Die Apologie der Confessio Augustana, eine der lutherischen Bekenntnisschriften, hält die Absolution, wie oben zu lesen, sogar explizit als Sakrament fest. Damit sind schon zwei Dinge angesprochen:
a) Die Beichte nimmt im geistlichen Leben einen wichtigen Platz ein.
b) Die Hauptsache ist nicht das Reden des Gläubigen. Denn sowohl CA als auch Apologie legen das Gewicht nicht auf das Beichten der Verfehlungen, sie betonen ja, dass keiner alle Fehler aufzählen kann. Stattdessen konzentrieren sie sich auf das, was der Gläubige nicht tut und nicht tun kann: Die Absolution, oder wie die Apologie formuliert: „Denn die Beichte behalten wir auch um der Absolution willen, welche Gottes Wort ist, wodurch wir von Sünden losgesprochen werden.“ Sie ist nach der Apologie das Sakrament, und nach CA XI das, worum es geht: Private (persönliche) Absolution. Wie bei Taufe, Abendmahl und Predigt also steht nicht die Leistung des Gläubigen im Mittelpunkt, sondern dass er zulässt, dass er empfängt. Dann, das ist das Versprechen, wird Gott erfahrbar, wird seine Nähe spürbar. Folgerichtig gibt es auch keinen Auftrag des Beichthörers, nach der Beichte etwa zehnmal das Vaterunser zu beten oder ähnliches. Denn das wäre schon wieder der Versuch, etwas für die Vergebung der Sünden zu leisten, was doch nicht möglich ist. Denn die Absolution ist „eine Stimme des Evangelii, wodurch wir Trost empfangen, und nicht ein Urteil oder Gesetz“, wie die Apologie betont.
Aber wie geht Beichte und Absolution jetzt genau?
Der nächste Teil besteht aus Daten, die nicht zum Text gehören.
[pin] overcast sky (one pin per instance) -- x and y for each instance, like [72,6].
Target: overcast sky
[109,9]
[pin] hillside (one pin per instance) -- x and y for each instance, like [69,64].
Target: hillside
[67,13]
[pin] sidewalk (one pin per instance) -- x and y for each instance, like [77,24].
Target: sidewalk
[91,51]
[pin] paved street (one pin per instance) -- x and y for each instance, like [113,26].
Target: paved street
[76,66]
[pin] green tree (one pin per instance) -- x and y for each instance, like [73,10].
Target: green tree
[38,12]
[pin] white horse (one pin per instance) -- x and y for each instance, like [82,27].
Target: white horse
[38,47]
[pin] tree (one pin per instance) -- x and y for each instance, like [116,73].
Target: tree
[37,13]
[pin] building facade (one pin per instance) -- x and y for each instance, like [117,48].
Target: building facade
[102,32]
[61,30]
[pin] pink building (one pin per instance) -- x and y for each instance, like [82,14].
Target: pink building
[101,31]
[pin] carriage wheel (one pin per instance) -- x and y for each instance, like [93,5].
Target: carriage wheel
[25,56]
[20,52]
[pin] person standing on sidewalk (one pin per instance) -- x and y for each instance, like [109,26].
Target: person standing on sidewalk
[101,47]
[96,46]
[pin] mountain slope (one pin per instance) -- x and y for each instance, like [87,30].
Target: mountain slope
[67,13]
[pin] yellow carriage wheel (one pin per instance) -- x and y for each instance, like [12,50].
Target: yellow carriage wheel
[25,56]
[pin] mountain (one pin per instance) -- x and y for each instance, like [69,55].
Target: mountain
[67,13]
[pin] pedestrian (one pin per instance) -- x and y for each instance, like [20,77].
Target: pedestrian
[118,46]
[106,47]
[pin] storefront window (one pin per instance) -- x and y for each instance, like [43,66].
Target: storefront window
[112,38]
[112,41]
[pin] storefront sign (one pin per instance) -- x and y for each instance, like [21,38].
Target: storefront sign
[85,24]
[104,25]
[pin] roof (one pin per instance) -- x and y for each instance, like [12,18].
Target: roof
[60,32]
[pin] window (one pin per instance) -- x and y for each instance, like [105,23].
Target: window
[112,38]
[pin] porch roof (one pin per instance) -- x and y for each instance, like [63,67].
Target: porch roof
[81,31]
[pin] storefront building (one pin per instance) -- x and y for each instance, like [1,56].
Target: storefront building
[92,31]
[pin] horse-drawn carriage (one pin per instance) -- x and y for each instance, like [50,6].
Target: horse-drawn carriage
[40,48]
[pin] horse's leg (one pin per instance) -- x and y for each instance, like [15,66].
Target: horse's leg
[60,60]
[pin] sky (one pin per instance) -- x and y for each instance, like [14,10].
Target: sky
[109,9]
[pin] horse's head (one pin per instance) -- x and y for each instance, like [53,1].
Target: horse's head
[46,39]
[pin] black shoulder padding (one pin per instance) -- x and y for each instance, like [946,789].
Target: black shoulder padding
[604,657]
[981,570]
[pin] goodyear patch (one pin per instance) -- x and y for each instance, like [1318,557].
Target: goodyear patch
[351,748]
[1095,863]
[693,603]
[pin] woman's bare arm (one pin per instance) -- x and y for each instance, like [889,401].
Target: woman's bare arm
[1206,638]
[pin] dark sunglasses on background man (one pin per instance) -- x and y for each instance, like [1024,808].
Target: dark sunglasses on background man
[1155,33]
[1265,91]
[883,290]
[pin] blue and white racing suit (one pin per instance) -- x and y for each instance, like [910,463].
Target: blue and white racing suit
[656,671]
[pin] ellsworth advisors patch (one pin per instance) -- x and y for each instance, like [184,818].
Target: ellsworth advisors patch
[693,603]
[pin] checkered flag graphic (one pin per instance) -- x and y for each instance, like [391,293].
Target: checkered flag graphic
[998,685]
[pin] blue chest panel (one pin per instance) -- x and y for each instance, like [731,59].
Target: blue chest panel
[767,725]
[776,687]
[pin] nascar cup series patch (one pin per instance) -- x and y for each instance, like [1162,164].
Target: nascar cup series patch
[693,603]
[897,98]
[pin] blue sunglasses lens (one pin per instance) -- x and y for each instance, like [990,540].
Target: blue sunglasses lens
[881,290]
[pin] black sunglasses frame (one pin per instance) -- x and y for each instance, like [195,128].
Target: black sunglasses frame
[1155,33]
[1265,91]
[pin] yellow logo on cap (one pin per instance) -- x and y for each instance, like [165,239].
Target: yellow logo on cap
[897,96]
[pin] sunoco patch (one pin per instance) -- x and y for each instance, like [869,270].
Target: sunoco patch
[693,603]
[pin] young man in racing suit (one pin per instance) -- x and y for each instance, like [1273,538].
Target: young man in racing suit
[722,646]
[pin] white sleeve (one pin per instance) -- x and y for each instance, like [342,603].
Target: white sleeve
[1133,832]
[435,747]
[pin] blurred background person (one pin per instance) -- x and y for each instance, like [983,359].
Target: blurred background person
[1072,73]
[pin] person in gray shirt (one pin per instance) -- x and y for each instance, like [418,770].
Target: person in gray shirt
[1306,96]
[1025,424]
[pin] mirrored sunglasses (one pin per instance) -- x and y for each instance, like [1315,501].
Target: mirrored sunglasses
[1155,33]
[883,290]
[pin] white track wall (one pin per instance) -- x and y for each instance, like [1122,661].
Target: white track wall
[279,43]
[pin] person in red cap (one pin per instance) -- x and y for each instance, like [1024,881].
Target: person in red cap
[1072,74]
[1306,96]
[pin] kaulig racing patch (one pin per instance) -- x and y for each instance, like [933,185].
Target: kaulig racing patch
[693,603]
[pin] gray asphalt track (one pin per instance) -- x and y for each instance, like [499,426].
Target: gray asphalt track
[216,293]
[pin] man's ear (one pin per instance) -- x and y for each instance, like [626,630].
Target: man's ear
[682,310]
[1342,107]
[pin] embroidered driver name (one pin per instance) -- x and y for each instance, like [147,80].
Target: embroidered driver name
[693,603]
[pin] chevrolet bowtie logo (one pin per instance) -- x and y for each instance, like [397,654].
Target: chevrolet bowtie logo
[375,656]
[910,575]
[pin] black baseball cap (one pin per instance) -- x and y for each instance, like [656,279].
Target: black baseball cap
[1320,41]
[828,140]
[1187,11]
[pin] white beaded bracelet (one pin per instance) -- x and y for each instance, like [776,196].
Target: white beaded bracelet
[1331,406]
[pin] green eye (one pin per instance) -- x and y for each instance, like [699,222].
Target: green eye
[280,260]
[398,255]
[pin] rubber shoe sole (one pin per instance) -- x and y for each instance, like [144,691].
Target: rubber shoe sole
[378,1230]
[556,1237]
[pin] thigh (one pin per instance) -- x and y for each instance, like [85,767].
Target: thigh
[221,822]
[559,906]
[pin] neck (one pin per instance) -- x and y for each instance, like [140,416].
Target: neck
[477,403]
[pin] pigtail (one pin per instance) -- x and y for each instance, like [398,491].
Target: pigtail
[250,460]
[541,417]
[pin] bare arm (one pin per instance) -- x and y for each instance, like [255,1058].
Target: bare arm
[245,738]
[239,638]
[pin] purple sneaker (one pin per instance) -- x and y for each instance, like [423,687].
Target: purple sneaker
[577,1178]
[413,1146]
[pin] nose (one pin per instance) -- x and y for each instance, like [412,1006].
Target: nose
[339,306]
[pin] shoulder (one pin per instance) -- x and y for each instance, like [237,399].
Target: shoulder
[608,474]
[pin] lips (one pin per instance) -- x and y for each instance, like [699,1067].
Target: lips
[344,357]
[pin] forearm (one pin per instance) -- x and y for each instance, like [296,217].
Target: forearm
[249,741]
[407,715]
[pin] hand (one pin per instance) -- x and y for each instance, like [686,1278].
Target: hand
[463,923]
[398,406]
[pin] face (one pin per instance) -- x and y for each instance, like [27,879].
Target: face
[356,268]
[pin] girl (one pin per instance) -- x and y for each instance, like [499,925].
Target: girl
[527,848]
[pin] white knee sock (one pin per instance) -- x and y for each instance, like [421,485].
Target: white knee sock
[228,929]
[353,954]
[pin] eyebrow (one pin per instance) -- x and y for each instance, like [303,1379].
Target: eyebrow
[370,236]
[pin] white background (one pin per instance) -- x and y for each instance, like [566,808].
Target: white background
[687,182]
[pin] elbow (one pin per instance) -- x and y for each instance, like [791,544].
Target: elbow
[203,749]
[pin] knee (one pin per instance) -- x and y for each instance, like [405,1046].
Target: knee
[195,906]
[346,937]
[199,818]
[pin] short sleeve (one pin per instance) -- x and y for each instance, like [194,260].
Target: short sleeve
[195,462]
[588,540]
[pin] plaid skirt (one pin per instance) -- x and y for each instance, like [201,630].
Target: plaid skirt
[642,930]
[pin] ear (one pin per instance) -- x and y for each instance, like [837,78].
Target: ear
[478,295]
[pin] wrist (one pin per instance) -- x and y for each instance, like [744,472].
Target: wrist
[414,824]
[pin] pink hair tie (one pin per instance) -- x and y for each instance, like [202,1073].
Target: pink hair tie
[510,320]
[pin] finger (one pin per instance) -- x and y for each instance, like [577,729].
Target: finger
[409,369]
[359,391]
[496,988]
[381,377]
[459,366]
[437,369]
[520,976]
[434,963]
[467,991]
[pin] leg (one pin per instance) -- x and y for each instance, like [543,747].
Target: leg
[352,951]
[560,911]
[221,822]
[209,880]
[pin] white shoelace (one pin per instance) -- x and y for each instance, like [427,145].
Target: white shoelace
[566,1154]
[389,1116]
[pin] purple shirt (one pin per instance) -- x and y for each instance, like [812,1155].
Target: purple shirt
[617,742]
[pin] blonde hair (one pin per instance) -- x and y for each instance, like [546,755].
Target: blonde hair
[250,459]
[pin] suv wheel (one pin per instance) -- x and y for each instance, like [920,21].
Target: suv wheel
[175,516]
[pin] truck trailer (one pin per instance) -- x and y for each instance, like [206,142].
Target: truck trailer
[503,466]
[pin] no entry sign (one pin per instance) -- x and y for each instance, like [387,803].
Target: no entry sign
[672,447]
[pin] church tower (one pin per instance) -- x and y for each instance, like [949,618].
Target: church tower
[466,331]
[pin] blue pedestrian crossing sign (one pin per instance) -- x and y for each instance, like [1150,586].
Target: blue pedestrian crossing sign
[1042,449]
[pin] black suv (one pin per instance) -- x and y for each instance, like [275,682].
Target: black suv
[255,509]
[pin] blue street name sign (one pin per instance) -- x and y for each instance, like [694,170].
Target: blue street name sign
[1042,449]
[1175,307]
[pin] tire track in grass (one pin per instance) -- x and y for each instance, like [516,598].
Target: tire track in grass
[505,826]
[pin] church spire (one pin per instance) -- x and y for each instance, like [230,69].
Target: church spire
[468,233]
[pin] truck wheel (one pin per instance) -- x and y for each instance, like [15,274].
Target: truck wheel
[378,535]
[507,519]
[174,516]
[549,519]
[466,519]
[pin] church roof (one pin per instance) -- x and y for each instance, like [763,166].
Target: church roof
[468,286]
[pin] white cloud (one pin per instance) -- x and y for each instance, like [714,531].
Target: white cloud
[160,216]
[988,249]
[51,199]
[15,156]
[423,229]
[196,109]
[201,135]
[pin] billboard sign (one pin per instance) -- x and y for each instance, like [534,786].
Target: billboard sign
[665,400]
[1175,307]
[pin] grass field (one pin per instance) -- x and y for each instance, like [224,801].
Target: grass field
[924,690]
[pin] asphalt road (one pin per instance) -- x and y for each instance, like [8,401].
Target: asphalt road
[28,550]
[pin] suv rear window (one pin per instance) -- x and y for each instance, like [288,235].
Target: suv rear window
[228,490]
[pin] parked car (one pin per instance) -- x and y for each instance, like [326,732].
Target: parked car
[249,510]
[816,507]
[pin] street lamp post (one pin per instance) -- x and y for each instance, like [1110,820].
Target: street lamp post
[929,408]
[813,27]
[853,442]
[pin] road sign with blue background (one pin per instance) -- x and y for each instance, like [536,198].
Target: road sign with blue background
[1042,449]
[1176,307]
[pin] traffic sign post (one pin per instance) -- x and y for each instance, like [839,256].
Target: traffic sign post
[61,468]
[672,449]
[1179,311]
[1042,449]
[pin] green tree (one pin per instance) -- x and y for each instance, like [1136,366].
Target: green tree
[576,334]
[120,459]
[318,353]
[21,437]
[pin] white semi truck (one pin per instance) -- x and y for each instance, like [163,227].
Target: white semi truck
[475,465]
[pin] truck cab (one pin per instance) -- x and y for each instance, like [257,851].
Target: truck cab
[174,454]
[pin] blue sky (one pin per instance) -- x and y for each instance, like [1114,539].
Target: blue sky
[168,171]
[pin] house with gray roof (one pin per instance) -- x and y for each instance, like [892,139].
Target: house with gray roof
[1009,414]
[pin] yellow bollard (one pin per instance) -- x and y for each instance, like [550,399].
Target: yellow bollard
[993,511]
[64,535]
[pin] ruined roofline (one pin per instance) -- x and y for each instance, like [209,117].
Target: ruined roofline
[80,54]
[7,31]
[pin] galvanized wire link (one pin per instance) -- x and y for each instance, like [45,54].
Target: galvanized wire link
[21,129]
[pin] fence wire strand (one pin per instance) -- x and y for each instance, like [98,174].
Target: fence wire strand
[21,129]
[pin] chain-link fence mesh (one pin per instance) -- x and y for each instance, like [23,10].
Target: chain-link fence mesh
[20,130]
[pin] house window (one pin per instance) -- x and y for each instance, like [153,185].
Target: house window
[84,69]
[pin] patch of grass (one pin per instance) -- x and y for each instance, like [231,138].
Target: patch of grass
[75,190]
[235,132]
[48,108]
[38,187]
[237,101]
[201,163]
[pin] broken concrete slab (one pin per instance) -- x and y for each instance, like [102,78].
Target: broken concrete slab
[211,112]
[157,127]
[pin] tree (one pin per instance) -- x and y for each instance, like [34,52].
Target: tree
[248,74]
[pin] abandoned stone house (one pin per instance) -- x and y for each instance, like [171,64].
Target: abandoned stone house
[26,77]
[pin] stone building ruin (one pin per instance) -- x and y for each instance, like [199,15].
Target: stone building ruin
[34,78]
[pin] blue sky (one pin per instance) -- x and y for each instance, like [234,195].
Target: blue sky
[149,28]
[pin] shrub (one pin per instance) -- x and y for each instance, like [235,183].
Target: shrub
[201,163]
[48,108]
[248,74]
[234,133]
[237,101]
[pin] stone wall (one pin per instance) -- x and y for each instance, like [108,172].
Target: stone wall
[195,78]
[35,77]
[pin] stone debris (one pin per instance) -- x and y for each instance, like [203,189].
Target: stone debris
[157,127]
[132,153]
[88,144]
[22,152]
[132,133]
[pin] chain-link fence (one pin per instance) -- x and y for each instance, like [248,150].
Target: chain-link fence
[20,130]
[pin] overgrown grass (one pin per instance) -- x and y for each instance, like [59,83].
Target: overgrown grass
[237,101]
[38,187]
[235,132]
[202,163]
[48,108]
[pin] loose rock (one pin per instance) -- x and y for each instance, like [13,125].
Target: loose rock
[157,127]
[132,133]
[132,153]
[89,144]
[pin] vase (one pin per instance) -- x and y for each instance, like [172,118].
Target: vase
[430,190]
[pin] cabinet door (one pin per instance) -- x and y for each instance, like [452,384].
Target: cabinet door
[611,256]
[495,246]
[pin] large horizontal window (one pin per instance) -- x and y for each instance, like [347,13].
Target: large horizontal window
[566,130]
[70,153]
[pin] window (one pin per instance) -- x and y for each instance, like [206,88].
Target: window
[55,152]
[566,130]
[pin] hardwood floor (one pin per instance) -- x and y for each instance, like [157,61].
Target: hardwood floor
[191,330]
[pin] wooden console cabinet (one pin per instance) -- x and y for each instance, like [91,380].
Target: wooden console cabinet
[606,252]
Glücklicherweise ist im Kleinen Katechismus kurz und knapp formuliert, worauf es ankommt und ein Vorschlag gemacht, wie gebeichtet werden kann. Deshalb dieser zum Abschluss:
„Die Beichte besteht aus zwei Stücken: das erste, dass man seine Sünden bekenne, das zweite, dass man die Absolution oder Vergebung vom Beichtvater empfange als von Gott selbst, und ja nicht daran zweifle, sondern fest glaube, daß die Sünden dadurch vergeben sind vor Gott im Himmel.
Welche Sünden soll man beichten?
Vor Gott soll man sich aller Sünden schuldig geben, auch die wir nicht erkennen, wie wir im Vaterunser tun; aber vor dem Beichtvater sollen wir allein die Sünden bekennen, die wir wissen und fühlen im Herzen.
Welche sind das?
Da sieh deinen Stand an nach den Zehn Geboten, ob du Vater, Mutter, Sohn, Tochter bist; in welchem Beruf und Dienst du stehst; ob du ungehorsam, untreu oder faul, zornig, zuchtlos oder streitsüchtig gewesen bist; ob du jemand Leid angetan hast mit Worten oder Werken; ob du etwas gestohlen, versäumt oder Schaden getan hast.
Wenn aber jemand nicht mit solchen oder größeren Sündern beschwert ist, der soll sich nicht sorgen und weitere Sünden suchen und damit aus der Beichte eine Marter machen, sondern erzähle ein oder zwei Sünden, die er weiß.
Wie bekennst du deine Sünden vor dem Beichtvater?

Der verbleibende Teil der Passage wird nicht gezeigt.